One of the two Steubenville High School football players accused of raping a teenage girl has defended his innocence to ABC News's "20/20," after media coverage of the case caused a firestorm in the small Ohio town and on social media.
"She had her arm wrapped around me and one hand on my chest. It just felt like she was coming on to me," Ma'Lik Richmond, whose trial starts this week, told the news outlet.
"20/20" will air the full interview on March 22, but promotional excerpts online include Richmond saying that, in the backseat of the car where the alleged rape began, the girl was kissing the neck of the other accused football player, Trent Mays. Richmond also claimed that a widely circulated picture, in which the girl appears to be unconscious while two boys carry her by her arms and feet, was a joke.
"She was just like laughing, we were all talking, just clowning around and that's when her ex-boyfriend was like, 'Let me get a picture of this drunk B. And that's when we took the picture," Richmond said.
As the Steubenville investigation progressed and more details unfolded -- like the video leaked by hackers of a young man referring to the alleged victim as the "dead girl" -- media interviews have, for the most part, featured local authorities and attorneys, as opposed to eye-witnesses or the accused.
Deborah Denno, a law professor at Fordham University in New York City, told The Huffington Post that it's not unheard of for defense attorneys to agree to let their clients be interviewed if they feel it could serve to their advantage.
"Attorneys are always trying to appeal to the public in some way," Denno said. "The media coverage is pretty damning, so it's not a bad move for an attorney to want to try and correct, or try and soften, what might have happened that night. If the client is someone who comes across well, then that can also help."
Denno argued that, despite all the negative attention the two defendants have encountered, the key issue at play in the trial will be whether the girl's attorneys can prove that she did not consent, something that's proven difficult in the past.
"The law is written in such a way that it can be a challenge for victims," Denno said. "We've had a lot of cases with victims and drinking, and unless they're out-cold unconscious, it can be challenging."

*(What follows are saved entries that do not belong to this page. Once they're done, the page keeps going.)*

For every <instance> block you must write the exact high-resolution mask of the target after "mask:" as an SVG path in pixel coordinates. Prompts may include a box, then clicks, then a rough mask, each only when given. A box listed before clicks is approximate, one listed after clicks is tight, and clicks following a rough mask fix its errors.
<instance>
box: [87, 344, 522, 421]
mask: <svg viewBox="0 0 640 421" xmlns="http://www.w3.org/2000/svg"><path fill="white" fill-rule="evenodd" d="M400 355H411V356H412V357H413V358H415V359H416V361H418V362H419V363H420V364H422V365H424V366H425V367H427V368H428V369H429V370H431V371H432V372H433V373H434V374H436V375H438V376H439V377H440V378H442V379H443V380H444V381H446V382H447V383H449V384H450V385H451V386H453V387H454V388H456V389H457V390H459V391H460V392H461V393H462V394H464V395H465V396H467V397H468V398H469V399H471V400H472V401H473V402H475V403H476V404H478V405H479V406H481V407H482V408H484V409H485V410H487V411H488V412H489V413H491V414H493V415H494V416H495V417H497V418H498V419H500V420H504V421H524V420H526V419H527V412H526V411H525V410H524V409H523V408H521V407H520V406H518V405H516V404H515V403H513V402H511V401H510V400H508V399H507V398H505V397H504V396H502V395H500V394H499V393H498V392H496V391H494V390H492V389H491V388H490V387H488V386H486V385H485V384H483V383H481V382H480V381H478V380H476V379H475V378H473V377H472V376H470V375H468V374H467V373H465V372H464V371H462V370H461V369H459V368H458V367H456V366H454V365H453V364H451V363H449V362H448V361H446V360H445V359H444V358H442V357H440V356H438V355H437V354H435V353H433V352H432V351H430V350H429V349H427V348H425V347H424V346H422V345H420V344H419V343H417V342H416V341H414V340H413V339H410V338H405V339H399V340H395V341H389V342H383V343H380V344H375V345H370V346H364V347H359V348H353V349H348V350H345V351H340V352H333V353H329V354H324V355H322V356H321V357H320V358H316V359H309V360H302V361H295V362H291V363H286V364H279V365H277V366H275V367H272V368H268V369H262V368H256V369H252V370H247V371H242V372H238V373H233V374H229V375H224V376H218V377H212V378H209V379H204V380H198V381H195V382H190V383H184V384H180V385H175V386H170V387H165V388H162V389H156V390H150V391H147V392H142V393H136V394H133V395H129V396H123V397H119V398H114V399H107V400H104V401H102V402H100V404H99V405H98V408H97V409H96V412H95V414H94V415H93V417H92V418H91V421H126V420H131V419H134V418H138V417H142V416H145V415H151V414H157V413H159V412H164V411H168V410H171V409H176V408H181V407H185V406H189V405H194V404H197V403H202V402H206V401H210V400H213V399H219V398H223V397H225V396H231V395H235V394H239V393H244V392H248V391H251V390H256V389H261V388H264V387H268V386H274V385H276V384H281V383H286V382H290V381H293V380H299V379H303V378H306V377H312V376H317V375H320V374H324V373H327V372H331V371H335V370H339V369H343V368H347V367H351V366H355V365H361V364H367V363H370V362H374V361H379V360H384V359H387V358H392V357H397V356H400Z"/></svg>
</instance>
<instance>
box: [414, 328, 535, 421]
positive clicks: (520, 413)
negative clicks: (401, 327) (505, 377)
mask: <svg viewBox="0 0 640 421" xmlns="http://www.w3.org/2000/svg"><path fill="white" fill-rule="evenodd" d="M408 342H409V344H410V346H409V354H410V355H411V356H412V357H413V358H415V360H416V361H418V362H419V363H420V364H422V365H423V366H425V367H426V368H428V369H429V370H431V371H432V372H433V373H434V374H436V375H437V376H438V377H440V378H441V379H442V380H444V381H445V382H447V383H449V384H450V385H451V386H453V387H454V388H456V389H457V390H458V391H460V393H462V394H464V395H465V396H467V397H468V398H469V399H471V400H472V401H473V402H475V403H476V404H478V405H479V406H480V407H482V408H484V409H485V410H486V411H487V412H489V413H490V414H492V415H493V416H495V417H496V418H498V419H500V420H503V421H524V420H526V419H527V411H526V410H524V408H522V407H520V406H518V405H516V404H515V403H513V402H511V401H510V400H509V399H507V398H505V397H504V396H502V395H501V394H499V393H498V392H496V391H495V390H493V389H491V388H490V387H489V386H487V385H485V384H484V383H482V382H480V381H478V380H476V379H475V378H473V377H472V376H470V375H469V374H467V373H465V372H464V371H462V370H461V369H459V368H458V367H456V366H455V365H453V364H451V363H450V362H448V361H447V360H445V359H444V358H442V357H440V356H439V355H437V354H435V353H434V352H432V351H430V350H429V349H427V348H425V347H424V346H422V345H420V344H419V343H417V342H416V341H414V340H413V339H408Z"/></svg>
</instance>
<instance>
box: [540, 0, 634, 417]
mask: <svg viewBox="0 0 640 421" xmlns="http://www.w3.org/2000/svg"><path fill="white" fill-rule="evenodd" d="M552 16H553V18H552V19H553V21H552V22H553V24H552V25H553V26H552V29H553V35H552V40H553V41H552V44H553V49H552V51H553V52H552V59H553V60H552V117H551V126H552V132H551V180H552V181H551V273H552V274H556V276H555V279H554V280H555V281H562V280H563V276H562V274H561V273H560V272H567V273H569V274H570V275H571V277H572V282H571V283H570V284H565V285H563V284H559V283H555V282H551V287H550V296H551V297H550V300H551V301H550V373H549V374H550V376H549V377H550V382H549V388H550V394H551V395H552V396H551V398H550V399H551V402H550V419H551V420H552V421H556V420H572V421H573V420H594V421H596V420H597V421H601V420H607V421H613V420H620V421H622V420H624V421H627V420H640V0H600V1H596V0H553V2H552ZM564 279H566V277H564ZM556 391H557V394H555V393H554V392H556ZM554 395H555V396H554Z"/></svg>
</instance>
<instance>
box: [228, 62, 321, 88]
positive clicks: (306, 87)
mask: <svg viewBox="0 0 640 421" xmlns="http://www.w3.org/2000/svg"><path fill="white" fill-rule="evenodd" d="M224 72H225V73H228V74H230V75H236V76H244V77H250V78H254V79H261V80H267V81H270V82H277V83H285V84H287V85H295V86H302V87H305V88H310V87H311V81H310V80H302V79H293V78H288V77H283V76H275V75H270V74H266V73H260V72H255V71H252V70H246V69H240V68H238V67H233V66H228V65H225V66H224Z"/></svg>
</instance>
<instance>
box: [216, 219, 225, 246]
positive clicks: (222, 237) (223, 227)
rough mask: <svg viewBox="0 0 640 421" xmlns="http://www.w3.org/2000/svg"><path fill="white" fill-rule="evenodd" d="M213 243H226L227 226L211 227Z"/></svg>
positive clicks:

As Cleveland's The Plain Dealer previously reported, the defense plans to argue that the alleged victim consented. The news outlet further noted that, according to Ohio law, the case could come down to whether the amount the girl drank that night "substantially impaired" her ability to give consent.
Reuters recently obtained a copy of the court filings and noted that the defense lawyers also intend to argue that the girl had previously told friends that she wanted to have sex with the football players.